RoBERTa is a pretty tiny model by modern standards. A more modern LLM like Llama 2 is trained on 2 trillion tokens. How much time would it take to generate that much text?

In [None]:
#Exploring Llama 2
total_tokens_llama2 = 2e12
total_words_llama2 = 2e12 / 1.5 #assuming 1.5 words per token

In [None]:
# Time to generate text
time_to_write_lifetimes_llama = calculate_writing_time(total_words_llama2, words_per_day, days_per_week, weeks_per_year, average_human_lifespan)
print(time_to_write_lifetimes_llama)

Assuming 1.5 tokens/word, it would take ~=37,000 lifetimes!

## Activity 3: Generalization, part II: augmentation

This section introduces the concept of image augmentation, a technique used to increase the diversity of training data and improve model generalization. When data is not abundant, we can improve generalization by augmenting the existing dataset with variants of the same data. Thus, we take an expressive model with few built-in inductive biases, and through demonstrations, let it learn invariances and equivariances in the data, encouraging generalization.

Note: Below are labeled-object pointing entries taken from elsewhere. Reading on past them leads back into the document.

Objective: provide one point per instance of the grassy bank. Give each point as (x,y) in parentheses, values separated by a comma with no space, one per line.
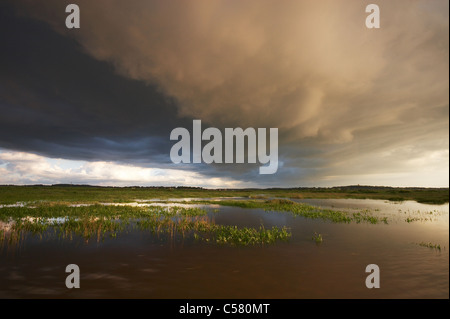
(100,221)
(91,194)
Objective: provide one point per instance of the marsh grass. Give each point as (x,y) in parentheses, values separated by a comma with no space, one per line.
(430,245)
(101,221)
(303,210)
(93,194)
(317,238)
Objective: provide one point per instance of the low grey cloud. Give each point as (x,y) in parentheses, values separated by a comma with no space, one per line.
(348,101)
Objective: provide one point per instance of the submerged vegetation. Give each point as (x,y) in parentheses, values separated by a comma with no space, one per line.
(430,245)
(303,210)
(100,221)
(317,238)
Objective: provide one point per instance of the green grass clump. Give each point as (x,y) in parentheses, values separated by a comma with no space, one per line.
(317,238)
(93,194)
(430,245)
(249,236)
(100,221)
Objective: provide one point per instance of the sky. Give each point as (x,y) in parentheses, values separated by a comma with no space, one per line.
(96,105)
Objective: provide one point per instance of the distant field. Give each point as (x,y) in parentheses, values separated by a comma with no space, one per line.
(92,194)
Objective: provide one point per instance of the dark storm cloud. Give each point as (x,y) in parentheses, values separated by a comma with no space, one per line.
(57,101)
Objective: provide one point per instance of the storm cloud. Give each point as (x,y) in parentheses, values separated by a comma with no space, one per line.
(352,105)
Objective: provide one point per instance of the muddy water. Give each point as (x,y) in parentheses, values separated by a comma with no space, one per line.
(138,264)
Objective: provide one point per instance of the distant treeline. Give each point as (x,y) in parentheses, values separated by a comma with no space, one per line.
(89,193)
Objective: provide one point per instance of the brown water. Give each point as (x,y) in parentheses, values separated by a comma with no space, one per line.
(138,264)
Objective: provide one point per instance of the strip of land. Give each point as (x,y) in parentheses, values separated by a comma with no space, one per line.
(92,194)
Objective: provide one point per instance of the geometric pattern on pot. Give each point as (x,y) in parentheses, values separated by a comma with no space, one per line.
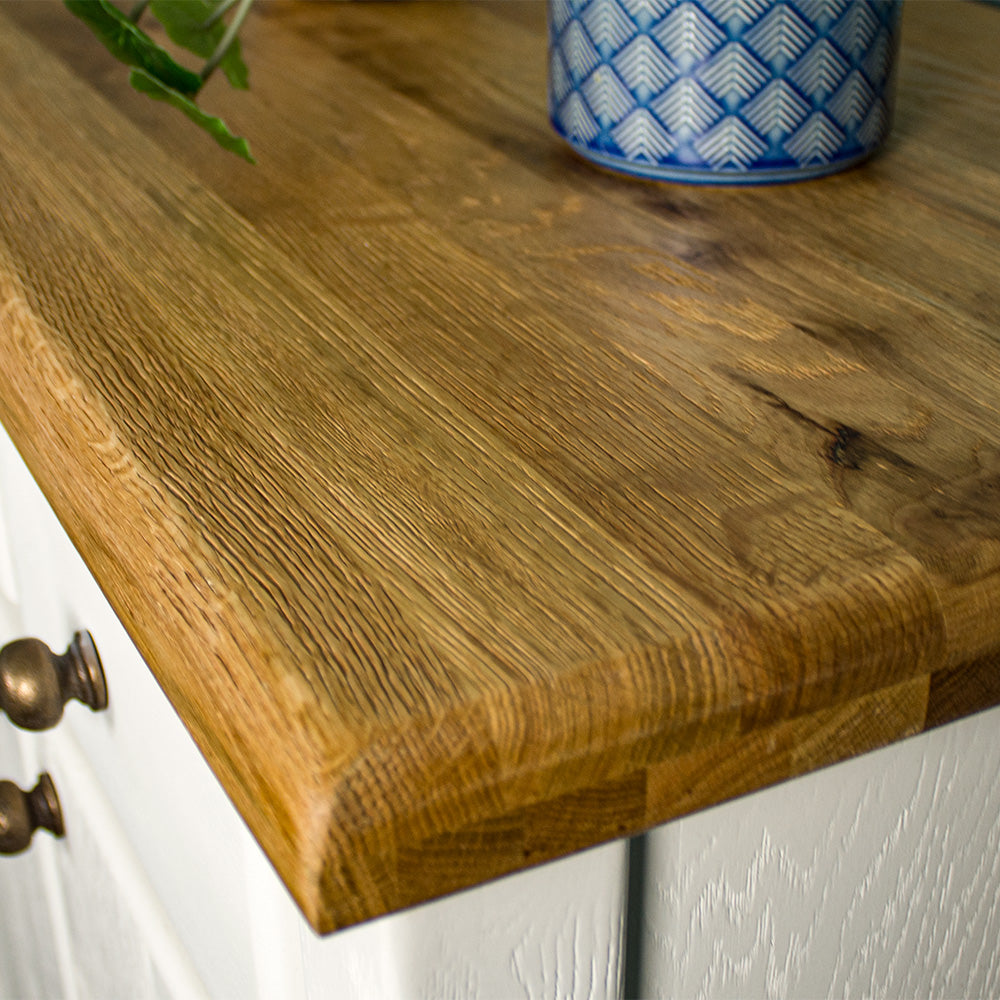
(723,91)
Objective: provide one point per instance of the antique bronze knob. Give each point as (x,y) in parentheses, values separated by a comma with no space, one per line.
(22,813)
(35,683)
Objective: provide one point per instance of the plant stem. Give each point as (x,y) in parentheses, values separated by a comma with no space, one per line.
(218,13)
(232,30)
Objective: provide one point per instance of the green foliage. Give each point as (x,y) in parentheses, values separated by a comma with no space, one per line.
(132,46)
(190,25)
(185,22)
(159,91)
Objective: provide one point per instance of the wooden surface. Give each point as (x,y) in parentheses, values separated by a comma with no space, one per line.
(474,506)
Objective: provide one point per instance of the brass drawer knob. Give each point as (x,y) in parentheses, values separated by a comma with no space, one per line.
(36,683)
(22,813)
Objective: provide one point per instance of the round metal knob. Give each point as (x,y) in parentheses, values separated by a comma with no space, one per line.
(35,683)
(22,813)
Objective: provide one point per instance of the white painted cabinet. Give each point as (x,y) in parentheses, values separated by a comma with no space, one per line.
(159,891)
(879,877)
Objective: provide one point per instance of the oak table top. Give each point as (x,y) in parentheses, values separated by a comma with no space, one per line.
(472,505)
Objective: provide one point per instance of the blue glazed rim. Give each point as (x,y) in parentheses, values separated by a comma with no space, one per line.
(708,177)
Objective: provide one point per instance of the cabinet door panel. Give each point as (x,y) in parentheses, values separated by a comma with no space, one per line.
(877,877)
(551,933)
(174,815)
(29,939)
(121,942)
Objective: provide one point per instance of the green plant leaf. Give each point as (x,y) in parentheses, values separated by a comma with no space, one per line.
(131,45)
(150,85)
(184,21)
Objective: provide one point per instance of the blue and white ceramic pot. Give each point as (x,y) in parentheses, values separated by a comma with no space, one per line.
(723,91)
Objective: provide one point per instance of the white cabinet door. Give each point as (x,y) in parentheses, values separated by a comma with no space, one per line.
(878,877)
(29,944)
(29,940)
(159,888)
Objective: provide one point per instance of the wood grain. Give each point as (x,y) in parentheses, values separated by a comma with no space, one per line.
(455,491)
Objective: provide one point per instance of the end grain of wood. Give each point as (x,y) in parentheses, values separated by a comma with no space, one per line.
(474,506)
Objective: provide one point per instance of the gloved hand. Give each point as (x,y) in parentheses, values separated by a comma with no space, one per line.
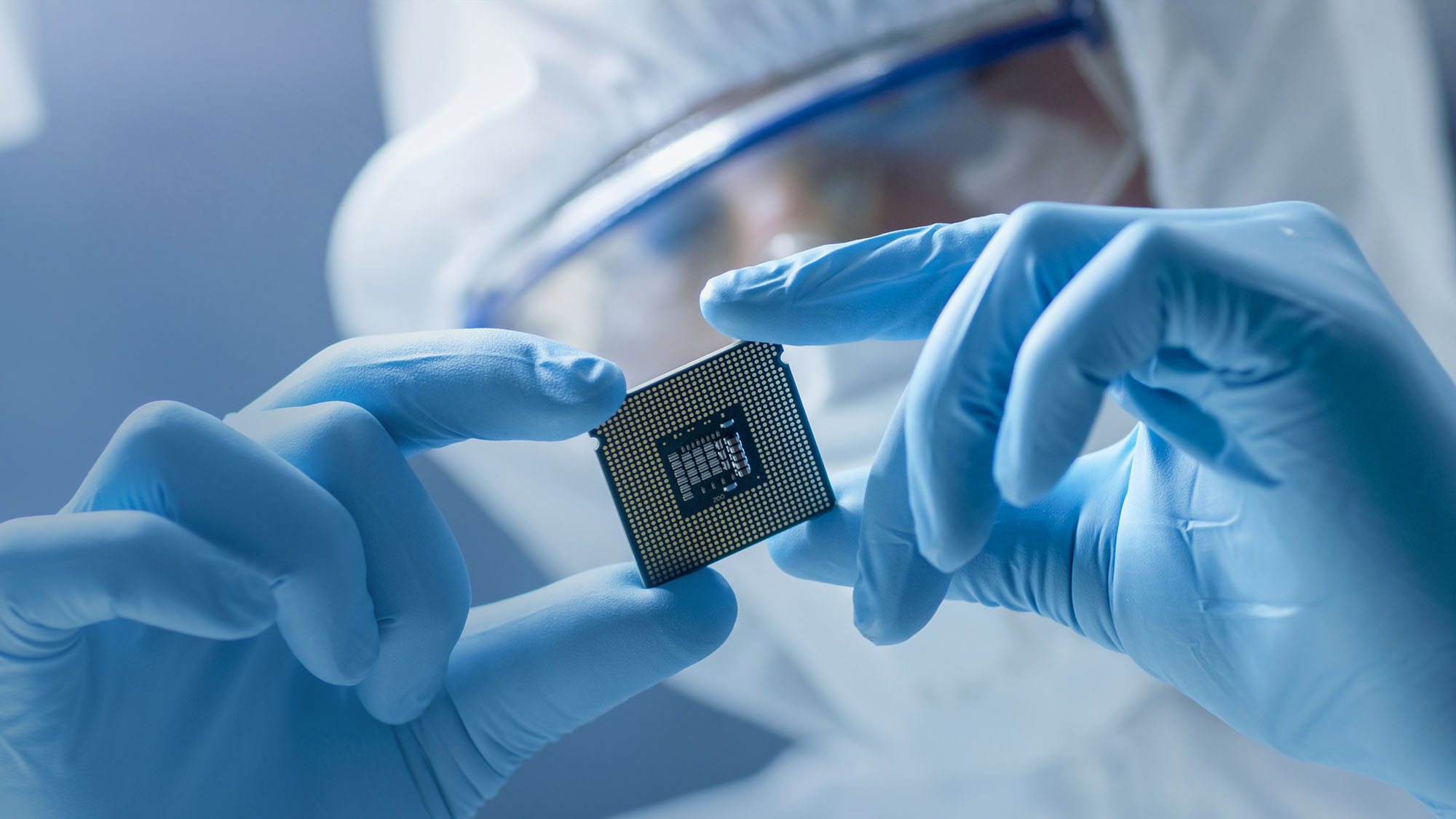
(256,617)
(1278,538)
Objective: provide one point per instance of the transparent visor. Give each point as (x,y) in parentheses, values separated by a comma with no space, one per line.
(1045,123)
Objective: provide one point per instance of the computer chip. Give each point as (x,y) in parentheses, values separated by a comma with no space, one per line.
(710,459)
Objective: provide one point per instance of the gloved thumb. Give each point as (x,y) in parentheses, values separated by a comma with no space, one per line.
(534,668)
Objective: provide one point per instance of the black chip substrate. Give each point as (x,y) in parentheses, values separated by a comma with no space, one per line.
(710,459)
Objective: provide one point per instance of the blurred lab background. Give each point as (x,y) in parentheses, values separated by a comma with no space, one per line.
(165,238)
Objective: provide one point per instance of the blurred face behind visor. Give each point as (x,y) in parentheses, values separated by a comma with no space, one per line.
(1040,123)
(593,212)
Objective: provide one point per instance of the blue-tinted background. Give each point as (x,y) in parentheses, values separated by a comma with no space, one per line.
(165,238)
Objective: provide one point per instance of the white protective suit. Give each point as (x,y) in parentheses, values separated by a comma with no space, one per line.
(499,110)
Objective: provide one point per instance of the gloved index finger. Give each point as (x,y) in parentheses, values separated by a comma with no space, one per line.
(430,389)
(890,286)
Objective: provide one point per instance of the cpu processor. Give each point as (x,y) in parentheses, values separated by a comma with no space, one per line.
(710,459)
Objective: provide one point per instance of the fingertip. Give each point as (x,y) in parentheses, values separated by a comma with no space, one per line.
(401,708)
(598,385)
(871,622)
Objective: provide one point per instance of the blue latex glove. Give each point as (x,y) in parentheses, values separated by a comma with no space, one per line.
(1279,535)
(256,617)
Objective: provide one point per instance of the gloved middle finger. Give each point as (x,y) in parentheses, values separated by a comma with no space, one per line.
(414,569)
(191,468)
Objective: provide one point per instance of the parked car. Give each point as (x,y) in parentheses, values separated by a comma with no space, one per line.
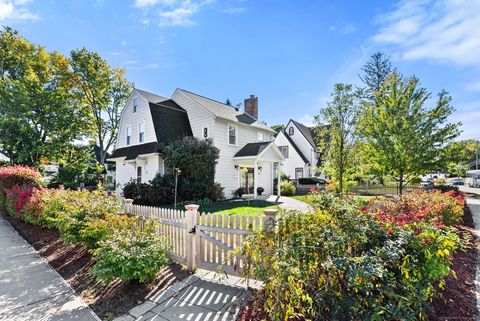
(306,183)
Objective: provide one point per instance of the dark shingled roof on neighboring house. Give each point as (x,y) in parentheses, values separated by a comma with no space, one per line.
(296,147)
(170,121)
(306,131)
(132,152)
(252,149)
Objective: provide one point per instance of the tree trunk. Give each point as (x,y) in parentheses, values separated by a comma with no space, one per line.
(400,182)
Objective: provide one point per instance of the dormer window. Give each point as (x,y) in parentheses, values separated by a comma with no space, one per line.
(129,135)
(135,104)
(141,132)
(232,135)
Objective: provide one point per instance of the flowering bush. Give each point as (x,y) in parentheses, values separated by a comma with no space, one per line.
(11,176)
(340,264)
(432,207)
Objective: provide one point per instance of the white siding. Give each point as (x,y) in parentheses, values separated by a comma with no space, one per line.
(197,115)
(294,160)
(225,172)
(129,118)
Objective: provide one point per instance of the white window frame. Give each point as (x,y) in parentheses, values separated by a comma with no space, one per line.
(281,150)
(128,138)
(140,132)
(139,177)
(260,136)
(203,132)
(135,104)
(228,134)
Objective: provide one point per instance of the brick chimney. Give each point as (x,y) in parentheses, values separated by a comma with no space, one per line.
(251,106)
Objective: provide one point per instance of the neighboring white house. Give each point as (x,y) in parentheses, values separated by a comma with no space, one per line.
(298,147)
(248,157)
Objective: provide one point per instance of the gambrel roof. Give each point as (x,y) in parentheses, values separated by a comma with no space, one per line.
(225,111)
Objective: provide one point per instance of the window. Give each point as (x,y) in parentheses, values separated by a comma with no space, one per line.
(135,104)
(139,174)
(298,173)
(129,135)
(141,132)
(232,135)
(284,150)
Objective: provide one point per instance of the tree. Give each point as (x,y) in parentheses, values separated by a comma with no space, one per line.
(338,121)
(277,128)
(375,71)
(39,114)
(103,91)
(405,137)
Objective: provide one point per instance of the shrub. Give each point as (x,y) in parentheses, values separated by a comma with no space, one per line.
(288,188)
(339,264)
(260,190)
(432,207)
(239,192)
(131,254)
(11,176)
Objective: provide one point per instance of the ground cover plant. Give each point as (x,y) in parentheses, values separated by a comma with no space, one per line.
(346,262)
(92,220)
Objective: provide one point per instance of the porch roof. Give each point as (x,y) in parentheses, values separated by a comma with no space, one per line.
(256,150)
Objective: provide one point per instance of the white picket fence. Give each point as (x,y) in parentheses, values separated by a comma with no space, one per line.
(203,240)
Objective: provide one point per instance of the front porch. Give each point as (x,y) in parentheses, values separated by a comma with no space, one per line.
(258,164)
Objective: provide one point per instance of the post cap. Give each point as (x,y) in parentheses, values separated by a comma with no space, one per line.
(192,207)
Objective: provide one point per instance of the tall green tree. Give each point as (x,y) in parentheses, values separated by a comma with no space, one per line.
(337,124)
(103,90)
(40,115)
(374,73)
(405,137)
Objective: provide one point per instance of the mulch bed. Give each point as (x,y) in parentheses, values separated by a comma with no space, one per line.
(458,299)
(73,262)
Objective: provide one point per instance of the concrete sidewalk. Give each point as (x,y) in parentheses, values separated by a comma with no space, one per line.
(204,296)
(30,289)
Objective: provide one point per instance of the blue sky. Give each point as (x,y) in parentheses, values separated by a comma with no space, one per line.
(289,53)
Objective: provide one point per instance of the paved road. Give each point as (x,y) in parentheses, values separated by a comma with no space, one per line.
(30,289)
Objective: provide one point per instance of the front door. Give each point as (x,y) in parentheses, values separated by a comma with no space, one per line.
(247,180)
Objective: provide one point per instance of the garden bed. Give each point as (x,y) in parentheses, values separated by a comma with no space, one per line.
(73,262)
(458,300)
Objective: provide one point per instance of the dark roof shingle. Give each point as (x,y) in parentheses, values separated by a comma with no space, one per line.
(252,149)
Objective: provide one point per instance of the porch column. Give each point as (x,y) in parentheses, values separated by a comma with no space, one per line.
(255,178)
(279,183)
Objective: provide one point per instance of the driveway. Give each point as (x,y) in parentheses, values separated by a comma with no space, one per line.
(30,289)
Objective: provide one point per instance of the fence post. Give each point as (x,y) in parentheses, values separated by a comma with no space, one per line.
(270,220)
(191,220)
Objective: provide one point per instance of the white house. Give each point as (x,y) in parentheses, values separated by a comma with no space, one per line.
(248,157)
(296,142)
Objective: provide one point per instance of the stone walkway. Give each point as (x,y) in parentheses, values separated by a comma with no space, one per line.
(204,296)
(30,289)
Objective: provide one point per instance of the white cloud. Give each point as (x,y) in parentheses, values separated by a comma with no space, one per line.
(14,10)
(234,10)
(446,31)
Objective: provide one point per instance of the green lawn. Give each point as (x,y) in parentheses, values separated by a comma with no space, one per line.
(239,207)
(308,198)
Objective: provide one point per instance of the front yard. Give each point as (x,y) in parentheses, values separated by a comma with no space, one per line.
(239,207)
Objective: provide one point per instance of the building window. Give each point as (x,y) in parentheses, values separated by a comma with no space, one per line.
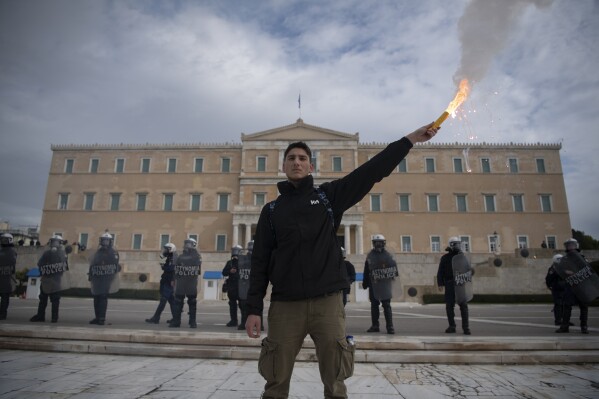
(83,238)
(461,203)
(168,202)
(433,202)
(435,244)
(172,165)
(513,165)
(546,203)
(119,166)
(458,166)
(164,239)
(489,202)
(522,241)
(261,164)
(403,166)
(141,202)
(518,202)
(136,242)
(404,202)
(93,165)
(88,203)
(63,201)
(221,242)
(375,202)
(337,167)
(485,164)
(465,243)
(225,165)
(223,202)
(540,165)
(145,165)
(406,243)
(195,201)
(68,166)
(430,165)
(259,199)
(115,199)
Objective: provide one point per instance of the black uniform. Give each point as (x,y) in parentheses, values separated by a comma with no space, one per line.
(445,279)
(231,272)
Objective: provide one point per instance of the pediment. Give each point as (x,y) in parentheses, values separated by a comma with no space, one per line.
(299,131)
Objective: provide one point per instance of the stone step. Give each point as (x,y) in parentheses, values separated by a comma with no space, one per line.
(369,349)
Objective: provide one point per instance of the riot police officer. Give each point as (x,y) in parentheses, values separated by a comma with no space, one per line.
(570,297)
(104,271)
(53,266)
(167,282)
(351,275)
(445,278)
(187,271)
(380,271)
(231,272)
(8,264)
(558,288)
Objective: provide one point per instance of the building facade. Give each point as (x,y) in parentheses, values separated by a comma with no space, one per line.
(496,197)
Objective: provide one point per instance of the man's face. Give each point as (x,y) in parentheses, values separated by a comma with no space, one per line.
(297,164)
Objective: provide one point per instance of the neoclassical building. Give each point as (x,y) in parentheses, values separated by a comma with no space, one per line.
(496,197)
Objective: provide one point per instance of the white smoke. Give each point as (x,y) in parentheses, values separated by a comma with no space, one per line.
(484,30)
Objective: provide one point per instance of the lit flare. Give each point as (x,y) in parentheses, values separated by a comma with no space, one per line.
(460,97)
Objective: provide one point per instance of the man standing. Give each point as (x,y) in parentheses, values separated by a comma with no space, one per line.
(380,271)
(231,272)
(53,268)
(104,271)
(8,279)
(296,250)
(446,278)
(167,281)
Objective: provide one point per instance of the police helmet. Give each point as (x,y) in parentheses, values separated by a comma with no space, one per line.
(190,243)
(236,250)
(455,243)
(106,240)
(6,239)
(571,243)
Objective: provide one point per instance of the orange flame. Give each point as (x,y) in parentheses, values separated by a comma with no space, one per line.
(460,97)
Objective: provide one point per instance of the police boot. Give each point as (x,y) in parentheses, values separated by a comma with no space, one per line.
(55,306)
(374,316)
(192,313)
(451,319)
(464,313)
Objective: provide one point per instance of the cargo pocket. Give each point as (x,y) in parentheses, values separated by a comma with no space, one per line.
(346,366)
(267,360)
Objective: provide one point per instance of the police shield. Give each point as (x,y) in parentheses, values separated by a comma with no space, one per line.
(383,271)
(187,272)
(243,268)
(104,272)
(580,277)
(8,262)
(462,275)
(54,268)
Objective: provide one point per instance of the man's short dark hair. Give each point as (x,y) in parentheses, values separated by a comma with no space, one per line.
(298,144)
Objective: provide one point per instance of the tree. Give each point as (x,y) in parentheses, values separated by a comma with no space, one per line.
(585,241)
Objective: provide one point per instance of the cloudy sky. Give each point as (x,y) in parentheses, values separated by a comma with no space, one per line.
(91,71)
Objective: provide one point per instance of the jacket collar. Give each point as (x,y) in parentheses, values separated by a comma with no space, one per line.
(305,185)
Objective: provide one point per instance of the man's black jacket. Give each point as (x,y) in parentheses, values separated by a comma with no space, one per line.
(305,260)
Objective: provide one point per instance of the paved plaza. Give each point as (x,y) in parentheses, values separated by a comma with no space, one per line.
(33,375)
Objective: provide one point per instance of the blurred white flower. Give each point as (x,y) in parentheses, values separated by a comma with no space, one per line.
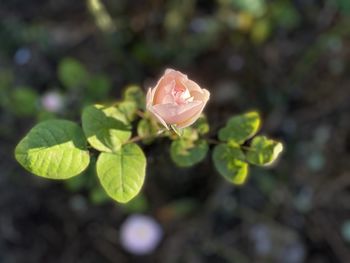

By applying various transformations to images and displaying the results, you can visually understand how augmentation works and its impact on model performance. 

Let's start with loading and visualizing our chosen image.

In [None]:
# Usage
image_path = 'img_1235.jpg'
display_image(image_path)

Now, we will apply a few transformations to this image. You can play around with the input values!

In [None]:
# Convert PIL Image to Tensor
image = Image.open(image_path)
image = transforms.ToTensor()(image)

# Define each transformation separately
# RandomAffine: applies rotations, translations, scaling. Here, rotates by up to ±15 degrees,
affine = transforms.RandomAffine(degrees=15, translate=(0.1, 0.1), scale=(0.9, 1.1))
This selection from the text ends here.